# Sore riding horse retrained to drive?



## GreySorrel (Mar 5, 2012)

kateortamar said:


> I have a 18 year old mare who is back sore. I am pretty light and can ride her but I can't do more than trot because she gets sore and she is off balance. I have never driven but I always wanted to learn. I wonder if she would be able to be retrained.



I don't think she is too old to learn something new. If you shoot me a pm, depending on where you are, I can hook you up with some people who drive in the draft community or help you with some resources.


----------



## Saddlebag (Jan 17, 2011)

Would you believe horses take to driving faster than riding, because they aren't dealing with rider interference?


----------



## michaelvanessa (Apr 25, 2012)

*breaking retraining*



kateortamar said:


> I have a 18 year old mare who is back sore. I am pretty light and can ride her but I can't do more than trot because she gets sore and she is off balance. I have never driven but I always wanted to learn. I wonder if she would be able to be retrained.
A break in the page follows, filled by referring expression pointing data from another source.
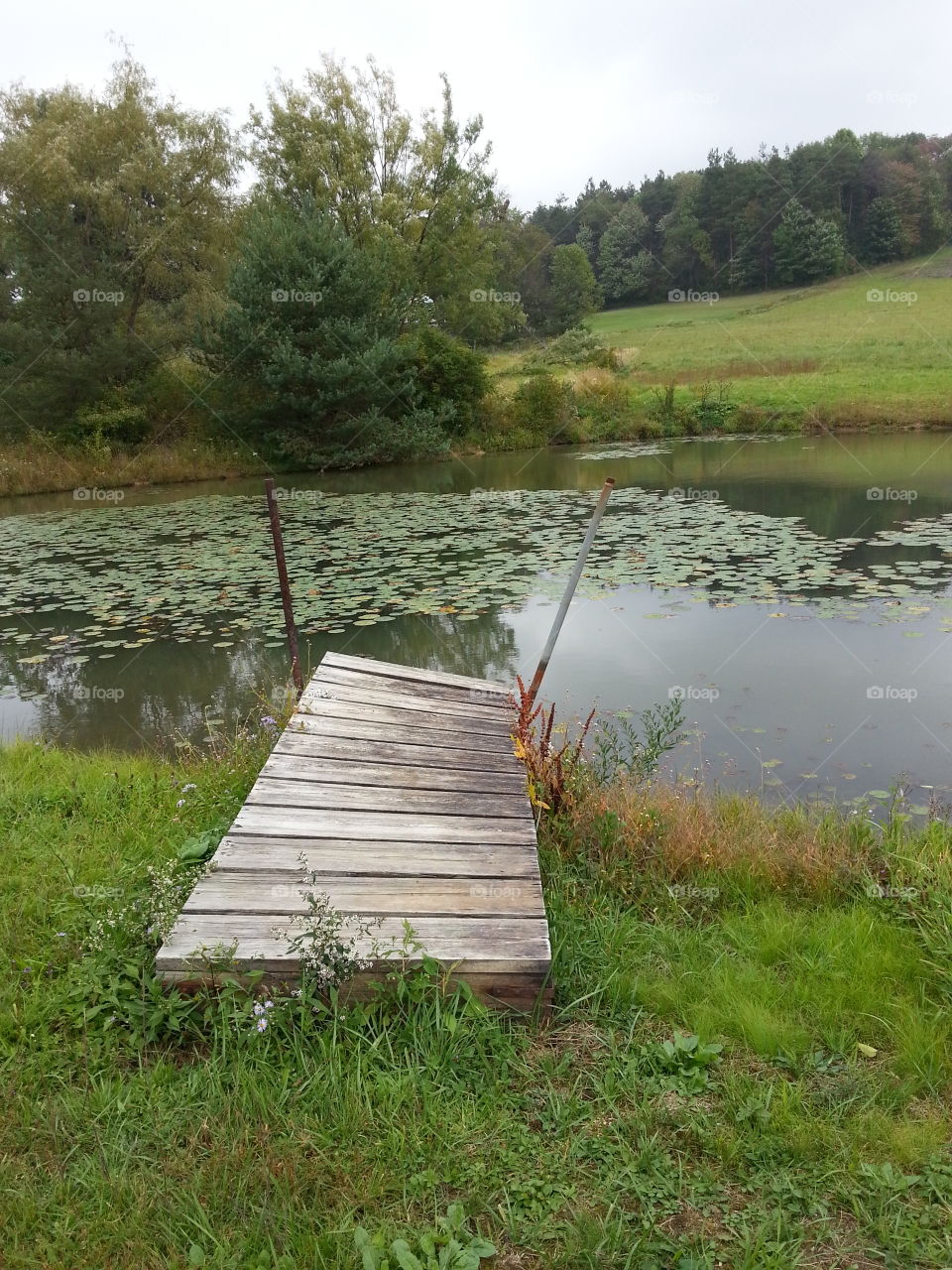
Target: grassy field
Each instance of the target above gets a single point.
(820, 356)
(141, 1130)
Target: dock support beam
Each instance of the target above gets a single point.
(569, 592)
(285, 585)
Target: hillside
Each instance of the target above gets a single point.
(824, 354)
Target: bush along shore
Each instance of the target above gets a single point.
(748, 1064)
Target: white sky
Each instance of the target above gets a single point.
(567, 89)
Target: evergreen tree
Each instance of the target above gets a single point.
(883, 234)
(575, 291)
(806, 248)
(308, 354)
(625, 266)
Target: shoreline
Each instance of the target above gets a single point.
(28, 468)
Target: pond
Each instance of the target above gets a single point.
(793, 590)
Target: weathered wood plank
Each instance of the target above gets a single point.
(259, 853)
(416, 689)
(381, 826)
(270, 792)
(475, 944)
(315, 744)
(404, 734)
(312, 767)
(276, 892)
(330, 707)
(393, 671)
(366, 694)
(397, 793)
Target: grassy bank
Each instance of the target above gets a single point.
(815, 952)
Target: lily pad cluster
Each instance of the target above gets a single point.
(203, 570)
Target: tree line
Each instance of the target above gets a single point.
(777, 220)
(334, 308)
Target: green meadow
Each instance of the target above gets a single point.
(748, 1064)
(820, 356)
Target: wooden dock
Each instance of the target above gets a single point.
(398, 789)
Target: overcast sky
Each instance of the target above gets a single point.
(567, 89)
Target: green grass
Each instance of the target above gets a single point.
(817, 356)
(570, 1146)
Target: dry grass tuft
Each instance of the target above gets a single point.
(670, 832)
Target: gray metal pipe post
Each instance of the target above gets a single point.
(285, 585)
(570, 589)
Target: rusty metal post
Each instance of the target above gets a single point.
(570, 590)
(285, 585)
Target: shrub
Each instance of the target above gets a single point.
(449, 372)
(576, 347)
(111, 421)
(542, 405)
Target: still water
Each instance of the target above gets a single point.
(794, 592)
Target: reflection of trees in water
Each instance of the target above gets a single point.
(171, 689)
(484, 647)
(146, 697)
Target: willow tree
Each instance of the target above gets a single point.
(114, 229)
(424, 190)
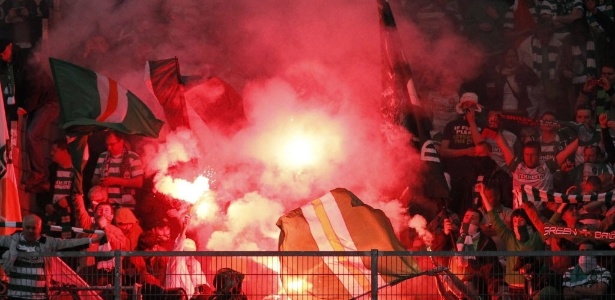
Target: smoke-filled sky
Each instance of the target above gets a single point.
(309, 74)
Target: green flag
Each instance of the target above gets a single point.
(89, 102)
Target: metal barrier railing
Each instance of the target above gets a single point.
(311, 275)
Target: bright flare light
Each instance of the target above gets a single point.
(183, 189)
(305, 141)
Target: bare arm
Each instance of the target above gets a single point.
(447, 152)
(476, 136)
(531, 212)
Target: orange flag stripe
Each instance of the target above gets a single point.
(111, 101)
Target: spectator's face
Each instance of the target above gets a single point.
(59, 155)
(163, 233)
(531, 157)
(518, 221)
(104, 211)
(482, 151)
(32, 229)
(7, 53)
(609, 74)
(114, 145)
(590, 155)
(490, 197)
(583, 116)
(526, 135)
(471, 217)
(125, 227)
(548, 127)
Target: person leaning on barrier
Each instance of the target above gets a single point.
(520, 236)
(93, 268)
(586, 279)
(482, 273)
(30, 277)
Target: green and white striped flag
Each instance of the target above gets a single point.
(529, 193)
(90, 102)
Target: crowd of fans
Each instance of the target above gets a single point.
(539, 113)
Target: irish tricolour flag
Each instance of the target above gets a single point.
(91, 101)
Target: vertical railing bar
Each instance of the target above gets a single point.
(374, 274)
(117, 282)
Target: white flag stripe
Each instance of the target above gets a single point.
(119, 113)
(323, 245)
(341, 231)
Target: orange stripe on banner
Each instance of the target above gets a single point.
(335, 242)
(326, 225)
(112, 101)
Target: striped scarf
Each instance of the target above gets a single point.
(552, 54)
(529, 193)
(588, 57)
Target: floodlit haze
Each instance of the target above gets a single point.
(309, 75)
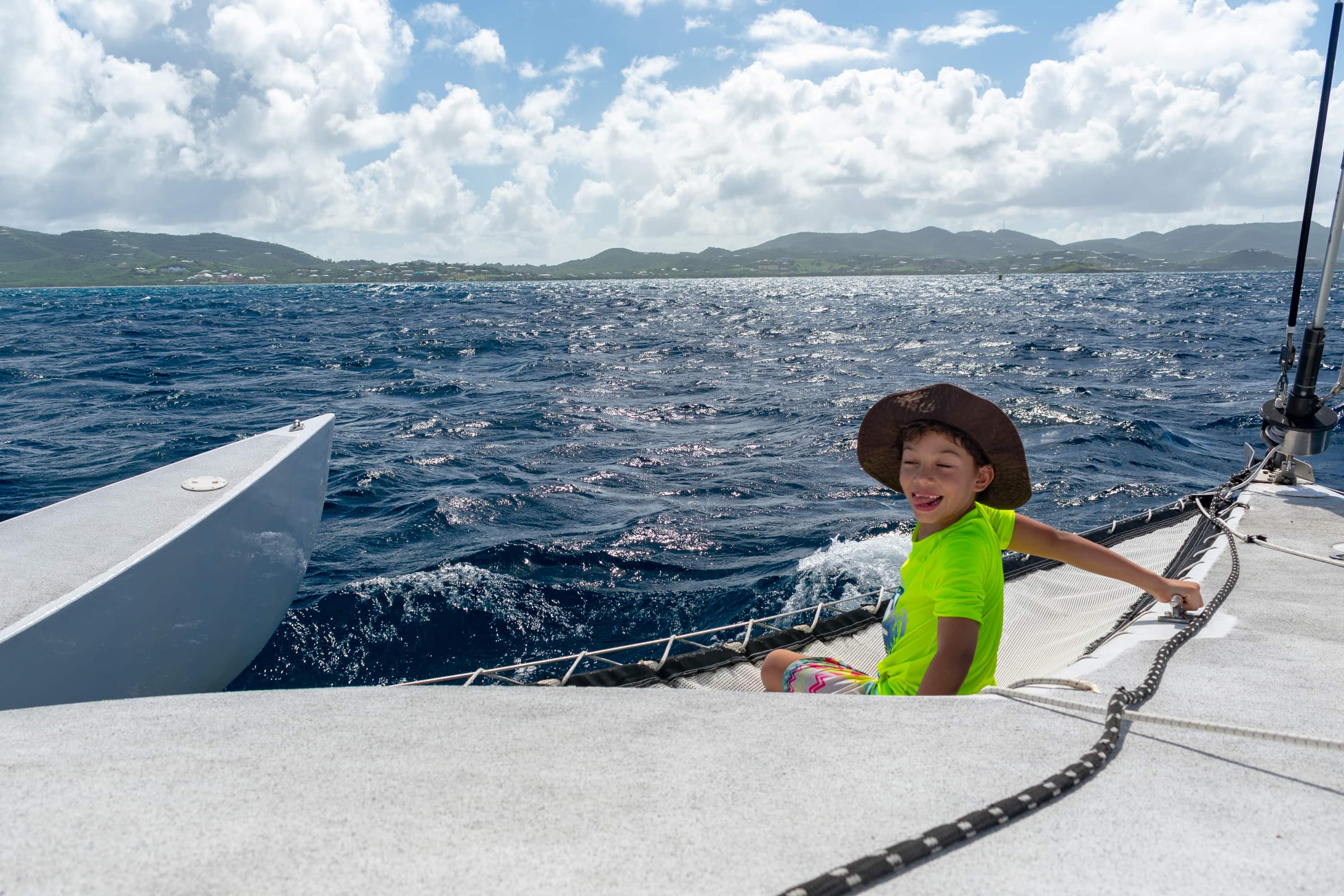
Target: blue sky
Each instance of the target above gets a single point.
(541, 131)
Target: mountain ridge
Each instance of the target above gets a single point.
(111, 258)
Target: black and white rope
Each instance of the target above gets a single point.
(901, 856)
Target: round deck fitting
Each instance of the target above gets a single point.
(1297, 436)
(205, 484)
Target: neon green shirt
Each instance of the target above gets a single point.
(955, 573)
 no as long as you take your time.
the main rule of thumb is walk before you run start by long reining (long lines) lunging get your horse listening to you and reward him her when she has done well and allways leave a lesson on a good note as your horse will rember the good times.
and if you have a harness lunge your horse with a bit of harness at a time the saddle then the backstrapand crupper then the briching then the collar and races you can attach thm to the briching straps and your horse can feel the briching on her quaters.
and can feel the collar.
michael.


----------



## kateortamar (Sep 11, 2011)

Would the back soreness be worsend by driving? I figure not.


----------



## charming (Aug 21, 2012)

Not if your cart is well balanced and your harness well adjusted. There is very little weight on the horse's back if your cart is well balanced and size appropriate


----------



## G8tdh0rse (Aug 14, 2012)

I have one already trained to ride too. Is it easier if they already know how to be ridden or harder? 
How about gaited horses? Is there any problem with driving a gaited horse. I can't see that there would be. She is well set in gait and does her paso llano instead of a trot.


----------



## michaelvanessa (Apr 25, 2012)

*gaited horse*



G8tdh0rse said:


> I have one already trained to ride too. Is it easier if they already know how to be ridden or harder?
> How about gaited horses? Is there any problem with driving a gaited horse. I can't see that there would be. She is well set in gait and does her paso llano instead of a trot.


 hiya there should not be any problems at all you mite beable to slow her down slighley to work and build her mussles up rule of thumb go steady on the highway as not to cause concusion of the feet and i wish you a long and happy time driveing.


----------